Package org.marketcetera.util.unicode

Unicode en/decoding with BOMs, including I/O stream support.

Unicode handling in Java can get a bit confusing, esp. in the context of byte order marks (BOMs). Java has flip-flopped on the handling of BOMs in UTF-8 (Java 6 does not provide any), provides BOMs for UTF-16 (see Charset), and does not provide BOMs for UTF-32 (unless the UTF-32LE or UTF-32BE variants are used). Also, as of Java 5, Java moved from UCS-2 to UTF-16 for its internal string representation, enhancing the range of byte streams that Java can en/decode. This package provides an improved framework for handling BOMs; the classes herein are tested with unicode code points beyond those covered by UCS-2 (thus exercising the new UTF-16 representation of Java strings).

Foundation

UnicodeCharset is the basic tie-in to the JDK unicode facilities. Each instance is just a wrapper around a unicode Charset instance, and obeys the standard Java semantics for BOMs (with their inconsistencies).

Signature is a generic signature detector in the header of a byte stream. Enumeration constants are defined for the unicode BOM signatures, but this class makes no attempt to handle a map between signatures and charsets.

SignatureCharset pairs up charsets to signatures that can mark those charsets.

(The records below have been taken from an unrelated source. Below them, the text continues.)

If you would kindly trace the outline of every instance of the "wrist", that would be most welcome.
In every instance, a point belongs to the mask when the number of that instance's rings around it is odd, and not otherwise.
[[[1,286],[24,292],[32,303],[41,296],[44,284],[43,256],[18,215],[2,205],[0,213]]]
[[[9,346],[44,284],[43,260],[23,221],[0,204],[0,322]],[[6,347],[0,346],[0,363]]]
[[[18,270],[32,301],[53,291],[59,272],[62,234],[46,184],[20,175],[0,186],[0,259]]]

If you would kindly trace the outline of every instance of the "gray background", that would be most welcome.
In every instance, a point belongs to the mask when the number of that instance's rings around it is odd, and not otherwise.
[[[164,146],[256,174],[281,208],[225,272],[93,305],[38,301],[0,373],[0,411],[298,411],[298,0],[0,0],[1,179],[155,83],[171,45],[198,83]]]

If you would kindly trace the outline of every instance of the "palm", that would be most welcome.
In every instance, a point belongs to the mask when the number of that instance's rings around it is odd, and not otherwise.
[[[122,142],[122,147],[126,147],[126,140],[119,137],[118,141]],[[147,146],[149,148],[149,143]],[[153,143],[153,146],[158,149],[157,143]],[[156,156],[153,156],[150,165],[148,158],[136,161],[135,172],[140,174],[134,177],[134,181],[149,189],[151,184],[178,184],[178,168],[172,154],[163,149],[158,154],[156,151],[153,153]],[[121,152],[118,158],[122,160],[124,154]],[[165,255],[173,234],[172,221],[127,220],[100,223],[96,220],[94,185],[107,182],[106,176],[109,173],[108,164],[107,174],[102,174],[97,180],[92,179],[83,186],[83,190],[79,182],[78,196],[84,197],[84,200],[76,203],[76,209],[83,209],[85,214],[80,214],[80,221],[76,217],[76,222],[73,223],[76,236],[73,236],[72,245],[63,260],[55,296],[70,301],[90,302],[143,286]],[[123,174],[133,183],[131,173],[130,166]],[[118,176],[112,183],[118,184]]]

All charsets can occur either without a signature (Signature.NONE), or with the BOM defined by the unicode standard specifically for each charset.

Serialization groups a list of SignatureCharset instances. We check a byte source against all signatures in a serialization (in order), in order to determine the charset we should use.

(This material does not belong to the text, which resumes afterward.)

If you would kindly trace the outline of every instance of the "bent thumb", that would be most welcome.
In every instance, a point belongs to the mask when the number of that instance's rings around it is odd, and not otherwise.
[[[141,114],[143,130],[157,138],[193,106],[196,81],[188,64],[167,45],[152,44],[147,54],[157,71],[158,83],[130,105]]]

Finally, DecodingStrategy groups a list of Serialization instances. Functionally, it is similar to Serialization, but it occupies a higher level of abstraction, making it easy to define signature-detection strategies using Serialization instances as building blocks.

I/O

In addition to the basic foundation, this package exposes readers and writers that are BOM-aware. This includes:

  • Readers who can recognize a BOM, and thus automatically determine a byte stream's charset.
  • Writers who can place a BOM at the header of a byte stream, thus specifying the stream's charset.

There are basic input stream/output stream converters to a reader (UnicodeInputStreamReader) or writer (UnicodeOutputStreamWriter), as well as a file-based reader (UnicodeFileReader) and writer (UnicodeFileWriter).